The Dutch government said Wednesday it found no evidence that the Union of Agricultural Work Committees had “organizational ties” to the Popular Front for the Liberation of Palestine, a left-wing militant group, or was involved in funding or carrying out terrorism, as Israel has alleged.
The government nevertheless decided to stop the funding because it found evidence that individual members of the civil society group were linked to the PFLP, which has a political party as well as an armed wing, and is considered a terrorist group by Israel and Western countries.
Israel’s Foreign Ministry welcomed the decision, saying UAWC and the five other Palestinian civil society groups it designated as terrorist organizations in October are an “organic part” of the PFLP. Two former UAWC employees have been arrested and accused of carrying out a bombing in the occupied West Bank in August 2019 that killed an Israeli teenager, prompting the Dutch government to suspend funding pending an independent investigation.
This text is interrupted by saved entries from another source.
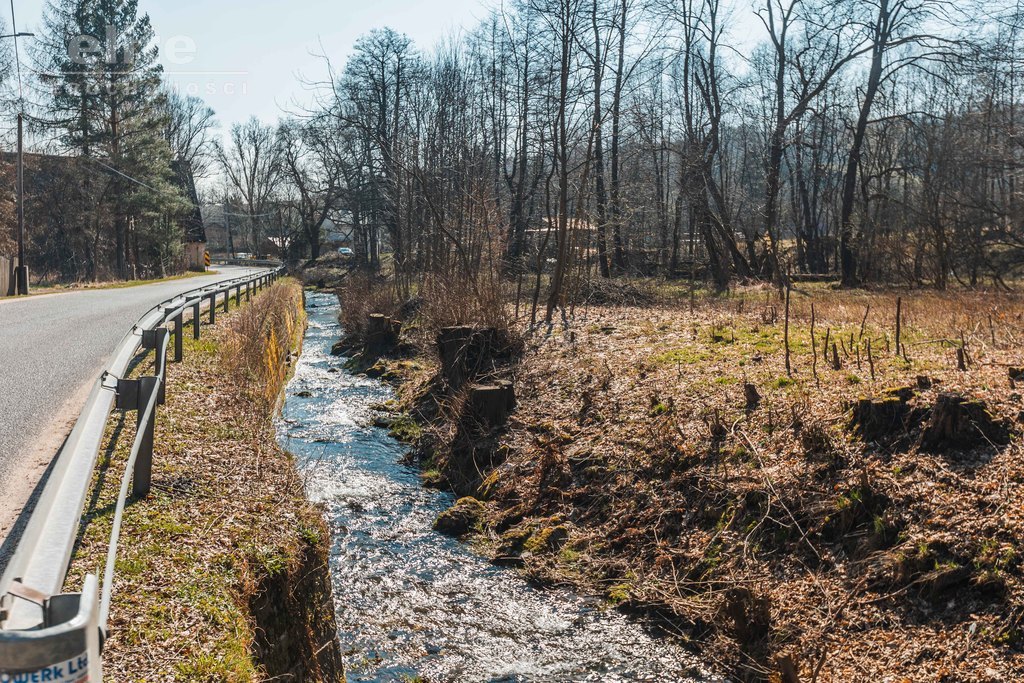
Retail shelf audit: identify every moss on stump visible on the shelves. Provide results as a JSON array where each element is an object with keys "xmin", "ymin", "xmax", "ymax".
[{"xmin": 433, "ymin": 497, "xmax": 486, "ymax": 536}]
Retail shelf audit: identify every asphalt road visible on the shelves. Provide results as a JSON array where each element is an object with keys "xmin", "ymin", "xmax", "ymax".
[{"xmin": 0, "ymin": 266, "xmax": 262, "ymax": 542}]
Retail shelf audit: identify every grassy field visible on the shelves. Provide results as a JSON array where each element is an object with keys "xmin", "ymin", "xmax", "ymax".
[
  {"xmin": 26, "ymin": 269, "xmax": 217, "ymax": 295},
  {"xmin": 375, "ymin": 280, "xmax": 1024, "ymax": 682}
]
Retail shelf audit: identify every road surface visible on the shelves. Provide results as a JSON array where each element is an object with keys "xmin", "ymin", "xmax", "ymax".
[{"xmin": 0, "ymin": 266, "xmax": 263, "ymax": 550}]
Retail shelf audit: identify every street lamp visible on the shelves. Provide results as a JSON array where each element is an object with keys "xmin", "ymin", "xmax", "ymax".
[{"xmin": 1, "ymin": 30, "xmax": 34, "ymax": 295}]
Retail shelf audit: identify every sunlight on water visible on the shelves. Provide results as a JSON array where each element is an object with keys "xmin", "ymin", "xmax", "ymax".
[{"xmin": 277, "ymin": 291, "xmax": 715, "ymax": 683}]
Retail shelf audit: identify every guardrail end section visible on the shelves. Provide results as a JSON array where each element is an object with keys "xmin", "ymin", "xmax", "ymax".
[{"xmin": 0, "ymin": 574, "xmax": 102, "ymax": 681}]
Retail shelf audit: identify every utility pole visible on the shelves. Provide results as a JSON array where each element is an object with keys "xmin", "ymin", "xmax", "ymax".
[
  {"xmin": 15, "ymin": 111, "xmax": 27, "ymax": 295},
  {"xmin": 2, "ymin": 24, "xmax": 35, "ymax": 294}
]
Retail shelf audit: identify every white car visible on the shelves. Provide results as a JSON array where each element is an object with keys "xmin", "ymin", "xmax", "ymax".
[{"xmin": 337, "ymin": 247, "xmax": 354, "ymax": 257}]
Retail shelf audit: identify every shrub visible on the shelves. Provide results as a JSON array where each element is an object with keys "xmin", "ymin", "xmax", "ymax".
[
  {"xmin": 417, "ymin": 272, "xmax": 513, "ymax": 335},
  {"xmin": 222, "ymin": 280, "xmax": 304, "ymax": 406},
  {"xmin": 337, "ymin": 272, "xmax": 400, "ymax": 341}
]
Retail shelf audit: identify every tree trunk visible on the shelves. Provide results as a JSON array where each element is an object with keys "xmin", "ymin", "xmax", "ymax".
[
  {"xmin": 591, "ymin": 0, "xmax": 611, "ymax": 279},
  {"xmin": 841, "ymin": 0, "xmax": 890, "ymax": 287}
]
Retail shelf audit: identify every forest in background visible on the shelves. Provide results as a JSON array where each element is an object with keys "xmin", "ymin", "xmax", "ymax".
[
  {"xmin": 288, "ymin": 0, "xmax": 1024, "ymax": 322},
  {"xmin": 3, "ymin": 0, "xmax": 1024, "ymax": 294}
]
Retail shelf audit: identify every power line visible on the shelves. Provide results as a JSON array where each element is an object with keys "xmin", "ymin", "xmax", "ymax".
[
  {"xmin": 221, "ymin": 211, "xmax": 275, "ymax": 218},
  {"xmin": 85, "ymin": 155, "xmax": 165, "ymax": 194}
]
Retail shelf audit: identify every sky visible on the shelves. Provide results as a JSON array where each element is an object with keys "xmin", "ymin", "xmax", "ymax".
[{"xmin": 7, "ymin": 0, "xmax": 491, "ymax": 133}]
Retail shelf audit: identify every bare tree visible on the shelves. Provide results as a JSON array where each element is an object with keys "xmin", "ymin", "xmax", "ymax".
[
  {"xmin": 161, "ymin": 90, "xmax": 217, "ymax": 180},
  {"xmin": 278, "ymin": 118, "xmax": 344, "ymax": 260},
  {"xmin": 216, "ymin": 117, "xmax": 282, "ymax": 255},
  {"xmin": 838, "ymin": 0, "xmax": 957, "ymax": 286}
]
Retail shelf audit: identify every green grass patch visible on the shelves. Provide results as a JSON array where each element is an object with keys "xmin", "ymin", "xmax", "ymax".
[
  {"xmin": 652, "ymin": 347, "xmax": 710, "ymax": 365},
  {"xmin": 388, "ymin": 413, "xmax": 424, "ymax": 443}
]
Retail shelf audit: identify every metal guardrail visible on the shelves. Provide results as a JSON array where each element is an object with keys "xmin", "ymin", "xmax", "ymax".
[
  {"xmin": 0, "ymin": 265, "xmax": 284, "ymax": 680},
  {"xmin": 212, "ymin": 257, "xmax": 282, "ymax": 268}
]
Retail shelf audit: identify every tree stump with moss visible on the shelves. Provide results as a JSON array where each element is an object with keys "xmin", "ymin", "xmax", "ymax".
[
  {"xmin": 433, "ymin": 497, "xmax": 485, "ymax": 536},
  {"xmin": 850, "ymin": 395, "xmax": 912, "ymax": 442}
]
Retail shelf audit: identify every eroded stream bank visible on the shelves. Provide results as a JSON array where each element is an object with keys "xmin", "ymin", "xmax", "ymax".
[{"xmin": 278, "ymin": 291, "xmax": 711, "ymax": 682}]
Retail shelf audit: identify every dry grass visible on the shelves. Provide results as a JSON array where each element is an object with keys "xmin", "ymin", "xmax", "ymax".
[
  {"xmin": 339, "ymin": 270, "xmax": 521, "ymax": 369},
  {"xmin": 65, "ymin": 279, "xmax": 336, "ymax": 681},
  {"xmin": 388, "ymin": 281, "xmax": 1024, "ymax": 682},
  {"xmin": 222, "ymin": 282, "xmax": 305, "ymax": 406},
  {"xmin": 301, "ymin": 252, "xmax": 356, "ymax": 292},
  {"xmin": 27, "ymin": 269, "xmax": 213, "ymax": 294},
  {"xmin": 416, "ymin": 272, "xmax": 514, "ymax": 335}
]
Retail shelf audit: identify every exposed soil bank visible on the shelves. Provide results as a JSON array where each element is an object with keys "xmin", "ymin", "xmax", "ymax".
[
  {"xmin": 66, "ymin": 280, "xmax": 344, "ymax": 681},
  {"xmin": 342, "ymin": 283, "xmax": 1024, "ymax": 682}
]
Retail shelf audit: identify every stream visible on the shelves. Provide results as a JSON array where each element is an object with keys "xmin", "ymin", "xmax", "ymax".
[{"xmin": 277, "ymin": 291, "xmax": 713, "ymax": 683}]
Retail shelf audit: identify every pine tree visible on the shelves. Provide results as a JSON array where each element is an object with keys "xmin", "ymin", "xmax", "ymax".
[{"xmin": 33, "ymin": 0, "xmax": 185, "ymax": 278}]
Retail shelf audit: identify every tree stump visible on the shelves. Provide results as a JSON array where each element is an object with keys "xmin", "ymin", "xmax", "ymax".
[
  {"xmin": 438, "ymin": 326, "xmax": 476, "ymax": 389},
  {"xmin": 918, "ymin": 393, "xmax": 1011, "ymax": 453},
  {"xmin": 850, "ymin": 395, "xmax": 911, "ymax": 442},
  {"xmin": 433, "ymin": 497, "xmax": 486, "ymax": 536},
  {"xmin": 744, "ymin": 383, "xmax": 761, "ymax": 411},
  {"xmin": 467, "ymin": 381, "xmax": 516, "ymax": 428},
  {"xmin": 719, "ymin": 587, "xmax": 771, "ymax": 651},
  {"xmin": 883, "ymin": 385, "xmax": 915, "ymax": 403},
  {"xmin": 365, "ymin": 313, "xmax": 401, "ymax": 352},
  {"xmin": 437, "ymin": 326, "xmax": 497, "ymax": 390}
]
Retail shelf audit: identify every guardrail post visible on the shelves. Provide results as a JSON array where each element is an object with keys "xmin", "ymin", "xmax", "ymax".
[
  {"xmin": 132, "ymin": 376, "xmax": 159, "ymax": 497},
  {"xmin": 141, "ymin": 329, "xmax": 168, "ymax": 405},
  {"xmin": 246, "ymin": 281, "xmax": 251, "ymax": 302},
  {"xmin": 173, "ymin": 313, "xmax": 184, "ymax": 363},
  {"xmin": 208, "ymin": 293, "xmax": 216, "ymax": 324},
  {"xmin": 223, "ymin": 289, "xmax": 230, "ymax": 313},
  {"xmin": 192, "ymin": 302, "xmax": 201, "ymax": 340},
  {"xmin": 142, "ymin": 329, "xmax": 168, "ymax": 381},
  {"xmin": 235, "ymin": 284, "xmax": 241, "ymax": 306}
]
UAWC said the funding cut-off announced this week was “shocking and deeply troubling,” as the Dutch had been one of their main donors since 2013. The group said it has no political affiliations and does not concern itself with the private political activities of its employees.
It said the Dutch decision was a “breach of trust” at a time when “Palestinian civil society is under unprecedented attack.”
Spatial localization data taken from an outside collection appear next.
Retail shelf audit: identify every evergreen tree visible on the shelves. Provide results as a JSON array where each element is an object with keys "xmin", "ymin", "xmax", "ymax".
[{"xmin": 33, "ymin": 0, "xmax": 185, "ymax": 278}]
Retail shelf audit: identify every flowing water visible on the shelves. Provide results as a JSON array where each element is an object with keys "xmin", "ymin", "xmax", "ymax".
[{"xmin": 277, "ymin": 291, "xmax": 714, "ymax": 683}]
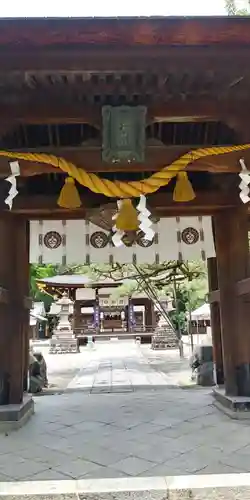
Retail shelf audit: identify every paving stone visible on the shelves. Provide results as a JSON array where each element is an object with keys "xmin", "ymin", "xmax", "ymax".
[
  {"xmin": 55, "ymin": 458, "xmax": 101, "ymax": 478},
  {"xmin": 113, "ymin": 457, "xmax": 156, "ymax": 476},
  {"xmin": 0, "ymin": 456, "xmax": 49, "ymax": 480},
  {"xmin": 196, "ymin": 464, "xmax": 242, "ymax": 474},
  {"xmin": 0, "ymin": 472, "xmax": 14, "ymax": 481},
  {"xmin": 16, "ymin": 447, "xmax": 70, "ymax": 465},
  {"xmin": 81, "ymin": 466, "xmax": 130, "ymax": 479},
  {"xmin": 24, "ymin": 468, "xmax": 73, "ymax": 480},
  {"xmin": 220, "ymin": 452, "xmax": 250, "ymax": 472},
  {"xmin": 133, "ymin": 443, "xmax": 182, "ymax": 464}
]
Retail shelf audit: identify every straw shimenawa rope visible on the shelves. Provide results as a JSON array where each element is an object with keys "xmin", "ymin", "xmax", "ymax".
[{"xmin": 0, "ymin": 144, "xmax": 249, "ymax": 198}]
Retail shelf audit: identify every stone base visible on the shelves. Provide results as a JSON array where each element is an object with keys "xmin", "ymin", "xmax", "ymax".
[
  {"xmin": 197, "ymin": 361, "xmax": 215, "ymax": 387},
  {"xmin": 49, "ymin": 338, "xmax": 79, "ymax": 354},
  {"xmin": 151, "ymin": 338, "xmax": 178, "ymax": 349},
  {"xmin": 213, "ymin": 387, "xmax": 250, "ymax": 419},
  {"xmin": 0, "ymin": 393, "xmax": 34, "ymax": 432},
  {"xmin": 151, "ymin": 336, "xmax": 168, "ymax": 350}
]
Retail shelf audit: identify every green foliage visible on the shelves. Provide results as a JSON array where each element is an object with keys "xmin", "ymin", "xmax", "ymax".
[
  {"xmin": 83, "ymin": 261, "xmax": 207, "ymax": 333},
  {"xmin": 30, "ymin": 264, "xmax": 58, "ymax": 310},
  {"xmin": 30, "ymin": 263, "xmax": 83, "ymax": 309},
  {"xmin": 225, "ymin": 0, "xmax": 250, "ymax": 14},
  {"xmin": 29, "ymin": 260, "xmax": 208, "ymax": 329},
  {"xmin": 168, "ymin": 272, "xmax": 208, "ymax": 335},
  {"xmin": 225, "ymin": 0, "xmax": 237, "ymax": 14}
]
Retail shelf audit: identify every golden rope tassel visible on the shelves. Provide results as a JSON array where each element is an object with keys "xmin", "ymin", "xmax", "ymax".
[
  {"xmin": 115, "ymin": 199, "xmax": 139, "ymax": 231},
  {"xmin": 173, "ymin": 171, "xmax": 195, "ymax": 202},
  {"xmin": 57, "ymin": 176, "xmax": 82, "ymax": 209}
]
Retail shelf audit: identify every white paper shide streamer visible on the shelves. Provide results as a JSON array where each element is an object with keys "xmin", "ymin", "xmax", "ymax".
[
  {"xmin": 4, "ymin": 161, "xmax": 20, "ymax": 210},
  {"xmin": 239, "ymin": 158, "xmax": 250, "ymax": 204},
  {"xmin": 137, "ymin": 195, "xmax": 155, "ymax": 241},
  {"xmin": 112, "ymin": 200, "xmax": 125, "ymax": 247},
  {"xmin": 112, "ymin": 195, "xmax": 155, "ymax": 248}
]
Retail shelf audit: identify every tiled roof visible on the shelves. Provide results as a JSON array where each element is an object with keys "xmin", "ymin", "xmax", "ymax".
[{"xmin": 38, "ymin": 275, "xmax": 123, "ymax": 287}]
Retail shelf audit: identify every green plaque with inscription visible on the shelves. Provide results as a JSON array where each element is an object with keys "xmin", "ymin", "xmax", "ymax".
[{"xmin": 102, "ymin": 105, "xmax": 146, "ymax": 163}]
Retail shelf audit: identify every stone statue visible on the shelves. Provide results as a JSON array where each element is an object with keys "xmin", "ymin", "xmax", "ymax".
[
  {"xmin": 190, "ymin": 344, "xmax": 214, "ymax": 386},
  {"xmin": 33, "ymin": 352, "xmax": 48, "ymax": 388},
  {"xmin": 28, "ymin": 351, "xmax": 48, "ymax": 393},
  {"xmin": 28, "ymin": 352, "xmax": 43, "ymax": 394}
]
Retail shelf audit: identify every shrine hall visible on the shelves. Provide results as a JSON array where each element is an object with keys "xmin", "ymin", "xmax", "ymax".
[
  {"xmin": 37, "ymin": 274, "xmax": 162, "ymax": 338},
  {"xmin": 2, "ymin": 16, "xmax": 250, "ymax": 425}
]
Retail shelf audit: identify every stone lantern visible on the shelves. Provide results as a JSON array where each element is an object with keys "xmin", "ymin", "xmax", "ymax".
[{"xmin": 49, "ymin": 293, "xmax": 79, "ymax": 354}]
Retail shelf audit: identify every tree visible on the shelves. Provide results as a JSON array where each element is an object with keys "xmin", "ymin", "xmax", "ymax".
[
  {"xmin": 225, "ymin": 0, "xmax": 250, "ymax": 14},
  {"xmin": 29, "ymin": 260, "xmax": 208, "ymax": 333},
  {"xmin": 168, "ymin": 273, "xmax": 208, "ymax": 335},
  {"xmin": 30, "ymin": 263, "xmax": 83, "ymax": 309},
  {"xmin": 30, "ymin": 264, "xmax": 59, "ymax": 310},
  {"xmin": 82, "ymin": 261, "xmax": 207, "ymax": 332}
]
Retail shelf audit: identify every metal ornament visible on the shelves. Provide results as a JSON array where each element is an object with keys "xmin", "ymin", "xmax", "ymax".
[
  {"xmin": 4, "ymin": 161, "xmax": 20, "ymax": 210},
  {"xmin": 239, "ymin": 158, "xmax": 250, "ymax": 204}
]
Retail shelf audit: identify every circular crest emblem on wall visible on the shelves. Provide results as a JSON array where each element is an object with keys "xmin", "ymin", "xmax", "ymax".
[
  {"xmin": 44, "ymin": 231, "xmax": 62, "ymax": 249},
  {"xmin": 181, "ymin": 227, "xmax": 199, "ymax": 245},
  {"xmin": 137, "ymin": 231, "xmax": 154, "ymax": 248},
  {"xmin": 90, "ymin": 231, "xmax": 109, "ymax": 248}
]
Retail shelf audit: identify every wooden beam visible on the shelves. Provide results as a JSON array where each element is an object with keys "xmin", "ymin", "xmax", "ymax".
[
  {"xmin": 1, "ymin": 98, "xmax": 250, "ymax": 126},
  {"xmin": 2, "ymin": 18, "xmax": 250, "ymax": 49},
  {"xmin": 0, "ymin": 145, "xmax": 245, "ymax": 177},
  {"xmin": 5, "ymin": 191, "xmax": 240, "ymax": 219},
  {"xmin": 208, "ymin": 290, "xmax": 220, "ymax": 303},
  {"xmin": 1, "ymin": 45, "xmax": 250, "ymax": 72},
  {"xmin": 150, "ymin": 101, "xmax": 250, "ymax": 123},
  {"xmin": 236, "ymin": 277, "xmax": 250, "ymax": 296}
]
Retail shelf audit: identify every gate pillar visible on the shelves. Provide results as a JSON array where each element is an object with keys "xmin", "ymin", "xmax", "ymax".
[
  {"xmin": 0, "ymin": 215, "xmax": 31, "ymax": 408},
  {"xmin": 207, "ymin": 257, "xmax": 224, "ymax": 385},
  {"xmin": 214, "ymin": 208, "xmax": 250, "ymax": 397}
]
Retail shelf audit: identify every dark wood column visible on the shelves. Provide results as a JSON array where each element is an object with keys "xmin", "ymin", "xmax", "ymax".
[
  {"xmin": 73, "ymin": 300, "xmax": 81, "ymax": 332},
  {"xmin": 23, "ymin": 221, "xmax": 30, "ymax": 392},
  {"xmin": 207, "ymin": 257, "xmax": 224, "ymax": 385},
  {"xmin": 0, "ymin": 214, "xmax": 30, "ymax": 404},
  {"xmin": 145, "ymin": 298, "xmax": 154, "ymax": 329},
  {"xmin": 214, "ymin": 208, "xmax": 250, "ymax": 396}
]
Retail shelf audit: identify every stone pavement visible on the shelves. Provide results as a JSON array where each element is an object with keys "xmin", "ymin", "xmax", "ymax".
[
  {"xmin": 33, "ymin": 336, "xmax": 202, "ymax": 393},
  {"xmin": 1, "ymin": 386, "xmax": 250, "ymax": 481},
  {"xmin": 65, "ymin": 342, "xmax": 192, "ymax": 393},
  {"xmin": 1, "ymin": 340, "xmax": 250, "ymax": 484}
]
Israel has provided little evidence to support its assertions that the six NGOs are fronts for the PFLP, and critics say the move is part of a wider crackdown on Palestinian activism. The decision makes it illegal to fund or support the groups and paves the way for the military to forcibly shut them down, though it has yet to do so.
The Dutch government’s conclusions stem from an independent audit carried out by Proximities Risk Consultancy. UAWC said it cooperated with the investigation but found “multiple factual inaccuracies, including several mistaken identities” in the findings. Proximities did not immediately respond to a request for comment.
A letter sent from the Dutch ministers of foreign development and foreign affairs to the Dutch parliament said the audit “has made it sufficiently plausible that there have been ties at the individual level between employees and board members of UAWC and the PFLP for some time.”
“The large number of UAWC board members with a dual mandate is particularly worrisome,” it added. “For the Cabinet, the findings about individual ties between UAWC and the PFLP and the lack of openness about this from UAWC, also during the investigation, are sufficient reason to no longer fund UAWC’s activities.”
The other groups outlawed by Israel are the Al-Haq human rights group, the Addameer prisoner rights group, Defense for Children International-Palestine, the Bisan Center for Research and Development and the Union of Palestinian Women’s Committees.
All are based in the occupied West Bank, which Israel seized in the 1967 war. The Palestinians want the West Bank to form the main part of their future state.